3 UNDERSTANDING THE DATA
The tender documentation represents the basis of any
procurement process. The structure of this kind of
document includes the quantity of goods, section
names, eligible conditions, etc. The particular content
is practically left to the entity to choose, and it is
challenging to find within these documents the
content that is relevant. In the procurement process,
the common name for a set of documents describing
the quantities, exclusion conditions, aptitude
requirements, and other relevant content is referred to
as the tender documents. The structure of the tender
documentation is not defined by the law.
Nevertheless, the Regulation on Procurement
Documents and Offers in Public Procurement
Procedures in Croatian law defines the information
that the contracting authority must provide when
announcing its tender offer (MEEC, 2017).

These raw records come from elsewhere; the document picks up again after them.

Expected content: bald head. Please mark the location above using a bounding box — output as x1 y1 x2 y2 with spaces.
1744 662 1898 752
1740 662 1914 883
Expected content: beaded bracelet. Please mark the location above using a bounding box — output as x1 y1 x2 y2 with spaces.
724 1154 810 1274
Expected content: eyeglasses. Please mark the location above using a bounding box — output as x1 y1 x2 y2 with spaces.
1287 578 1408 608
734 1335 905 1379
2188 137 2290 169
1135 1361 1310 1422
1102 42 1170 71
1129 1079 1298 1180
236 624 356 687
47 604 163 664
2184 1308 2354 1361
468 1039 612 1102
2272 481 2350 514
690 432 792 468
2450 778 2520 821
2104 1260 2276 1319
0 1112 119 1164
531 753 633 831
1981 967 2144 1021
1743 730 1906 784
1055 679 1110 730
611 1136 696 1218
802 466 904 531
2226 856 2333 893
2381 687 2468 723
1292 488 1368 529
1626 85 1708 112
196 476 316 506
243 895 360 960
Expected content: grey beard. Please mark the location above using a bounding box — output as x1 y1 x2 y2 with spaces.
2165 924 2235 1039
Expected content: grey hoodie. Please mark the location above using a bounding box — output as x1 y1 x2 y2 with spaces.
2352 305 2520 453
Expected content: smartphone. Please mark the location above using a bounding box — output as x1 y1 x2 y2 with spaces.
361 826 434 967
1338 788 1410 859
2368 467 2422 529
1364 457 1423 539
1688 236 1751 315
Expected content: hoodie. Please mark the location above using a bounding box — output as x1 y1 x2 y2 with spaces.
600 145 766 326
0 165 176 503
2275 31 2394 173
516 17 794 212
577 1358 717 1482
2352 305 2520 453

According to this regulation, the tender is divided
into several parts, namely the general part in which
the description of the subject of the procurement is
discussed, the section where the deadlines are given
for the beginning and end of the contract, as well as a
section with the criteria for selecting an economic
entity, i.e., the sections that are important for us to
extract any content of interest. In particular, it is
important to emphasize that the regulation defines the
contents that must be included in the tender
documentation, but not where this information is to
be located, the name of the sections, its serial number,
etc. Therefore, this presents a challenge because it is
difficult to define the boundaries and extract the
content. The total amount of procurement procedures
that included the tender documentation was
approximately 15,000, of which 4096 tenders ended
with only one bid and 11704 tenders ended with more
than one, with the average document size being
200kb. In our previous study, the amount of extracted
text from all procedures was 21Mb, and now, after
using our new approach, the size of the extracted text
for all of the documents was approximately 10 times
greater in size (213Mb).
4 DATA PREPROCESING
In the case of automatic data retrieval, it is possible to
create various web scraping scripts that automatically
download the documents contained on the pages. This
method is difficult to use for the Electronic Public
Procurement Classifieds of Croatia, from which the
data was retrieved. In particular, the system does not
provide the direct links to the documents, but
generates a link on the flow because the data are in a
database, and not in a file system.
Moreover, the system requires additional
authorization for downloading documents. For this
reason, business/process owners (Official Gazette)
are asked for documentation. They gave us files in
several different types of unstructured documents,
and we found various documents in .doc, .docx, .pdf,
.pwt, and .zip formats. Since our goal is to extract the
content from the documents, it is necessary to convert
the documents into the desired format and to develop
a Python script for this activity (Figure 2).
Specifically, the .docx format is a form of
structured document and is easy to read in the Python
programming language, so the documents in the .doc
type format were converted to docx format using the
Python pywin32 for Windows extension or the
win32com library. The documents for all of the
procurements are stored in one folder, so we created
a loop that converts each document to docx format
and immediately deletes the old document since we
no longer need it. The contents of the .pdf documents
were extracted directly by the script.
Figure 2: Doc to Docx format type converter.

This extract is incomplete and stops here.